On June 30th, starting at 8:35 AM UTC, maintenance on our API token management system inadvertently increased the percentage of rate-limited API calls from a typical 1% to approximately 10%. Due to a gap in our monitoring, we were not alerted to this spike until customers began reporting issues. We declared an incident at 3:11 PM UTC and fully resolved the issue by 3:54 PM UTC. We're grateful for your patience and partnership as we addressed this.
The original status page can be found here.
On June 30th, at 8:35 AM UTC, we performed a maintenance of our API token management system. This work involved changes to how token validation interacts with our rate-limiting system.
Unintentionally, the change led to a stricter enforcement of API rate limits across all calls using tokens, including some that should not have been affected. This caused the percentage of API calls being rate limited to climb from the normal baseline of around 1% to approximately 10%. This increase was not immediately visible due to a blind spot in our monitoring: while we do track rate-limited calls, we did not have alerting configured for sudden spikes in this metric.

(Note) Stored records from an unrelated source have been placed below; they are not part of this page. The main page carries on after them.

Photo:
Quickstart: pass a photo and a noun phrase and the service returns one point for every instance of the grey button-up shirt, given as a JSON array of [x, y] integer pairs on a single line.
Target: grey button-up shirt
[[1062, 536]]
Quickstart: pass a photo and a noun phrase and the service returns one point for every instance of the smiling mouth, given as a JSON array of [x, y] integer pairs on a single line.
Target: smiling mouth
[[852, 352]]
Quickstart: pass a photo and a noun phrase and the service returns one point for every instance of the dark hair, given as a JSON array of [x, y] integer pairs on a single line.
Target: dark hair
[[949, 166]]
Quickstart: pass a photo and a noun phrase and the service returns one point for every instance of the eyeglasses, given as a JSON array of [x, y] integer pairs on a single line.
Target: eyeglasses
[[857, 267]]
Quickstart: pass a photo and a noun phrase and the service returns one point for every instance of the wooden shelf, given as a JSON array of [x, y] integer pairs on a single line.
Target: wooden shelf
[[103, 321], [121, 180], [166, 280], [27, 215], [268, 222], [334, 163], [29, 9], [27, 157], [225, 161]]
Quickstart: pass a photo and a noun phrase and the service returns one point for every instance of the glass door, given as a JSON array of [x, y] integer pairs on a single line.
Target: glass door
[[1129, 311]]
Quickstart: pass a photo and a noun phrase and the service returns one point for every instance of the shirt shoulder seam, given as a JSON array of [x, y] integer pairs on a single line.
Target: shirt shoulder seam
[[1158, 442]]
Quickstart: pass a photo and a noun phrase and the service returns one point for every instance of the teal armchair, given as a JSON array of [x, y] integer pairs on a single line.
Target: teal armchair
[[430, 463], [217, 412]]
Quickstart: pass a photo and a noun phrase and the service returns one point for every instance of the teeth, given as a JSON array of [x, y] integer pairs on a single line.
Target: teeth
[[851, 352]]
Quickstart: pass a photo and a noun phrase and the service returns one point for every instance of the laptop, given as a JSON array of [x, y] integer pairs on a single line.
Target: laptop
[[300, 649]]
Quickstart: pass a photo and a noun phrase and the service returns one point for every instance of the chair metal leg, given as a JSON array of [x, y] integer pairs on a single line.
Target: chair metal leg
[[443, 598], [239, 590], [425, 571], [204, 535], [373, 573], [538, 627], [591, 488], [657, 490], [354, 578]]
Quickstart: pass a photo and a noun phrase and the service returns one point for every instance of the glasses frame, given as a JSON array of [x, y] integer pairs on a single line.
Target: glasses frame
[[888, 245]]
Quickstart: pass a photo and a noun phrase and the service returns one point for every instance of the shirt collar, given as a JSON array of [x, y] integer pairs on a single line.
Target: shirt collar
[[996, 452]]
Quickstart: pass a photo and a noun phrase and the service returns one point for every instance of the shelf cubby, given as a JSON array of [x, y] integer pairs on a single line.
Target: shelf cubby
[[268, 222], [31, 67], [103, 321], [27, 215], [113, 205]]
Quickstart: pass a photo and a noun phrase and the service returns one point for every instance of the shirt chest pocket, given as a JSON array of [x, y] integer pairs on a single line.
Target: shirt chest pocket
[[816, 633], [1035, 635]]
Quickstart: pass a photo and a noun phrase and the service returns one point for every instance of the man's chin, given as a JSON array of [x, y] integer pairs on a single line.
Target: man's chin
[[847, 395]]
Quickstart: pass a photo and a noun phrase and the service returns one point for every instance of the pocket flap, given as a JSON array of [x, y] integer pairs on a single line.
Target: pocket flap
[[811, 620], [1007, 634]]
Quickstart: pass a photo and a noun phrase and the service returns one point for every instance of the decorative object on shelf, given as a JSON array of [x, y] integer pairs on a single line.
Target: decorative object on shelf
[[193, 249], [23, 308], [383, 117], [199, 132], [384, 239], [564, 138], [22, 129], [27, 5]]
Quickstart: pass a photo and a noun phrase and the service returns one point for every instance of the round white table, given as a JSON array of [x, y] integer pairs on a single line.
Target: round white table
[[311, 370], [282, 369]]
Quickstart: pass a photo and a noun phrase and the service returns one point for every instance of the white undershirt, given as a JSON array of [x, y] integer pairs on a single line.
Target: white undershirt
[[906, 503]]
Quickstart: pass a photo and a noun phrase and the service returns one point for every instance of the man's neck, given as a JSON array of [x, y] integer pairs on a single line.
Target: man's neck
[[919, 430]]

We declared an incident at 3:11 PM UTC after having received customer reports of an increase of the amount API calls being rate limited. On verifying those claims, we realized that there was indeed a measured increase in our rate limiting of API calls.
From 3:29 to 3:43 PM UTC, we proceeded to mitigate the issue by reviewing our rate limits and further investigated the endpoints that started being rate-limited due to the token maintenance. A combination of both of these approaches brought our rate limited calls back to the normal ratio.
The incident was closed out at 3:54 PM UTC, the rate limited API calls having returned to the normal ratio.
We've updated our monitoring to include alerting on sudden spikes in rate-limited API calls. This will ensure faster detection and response in the future.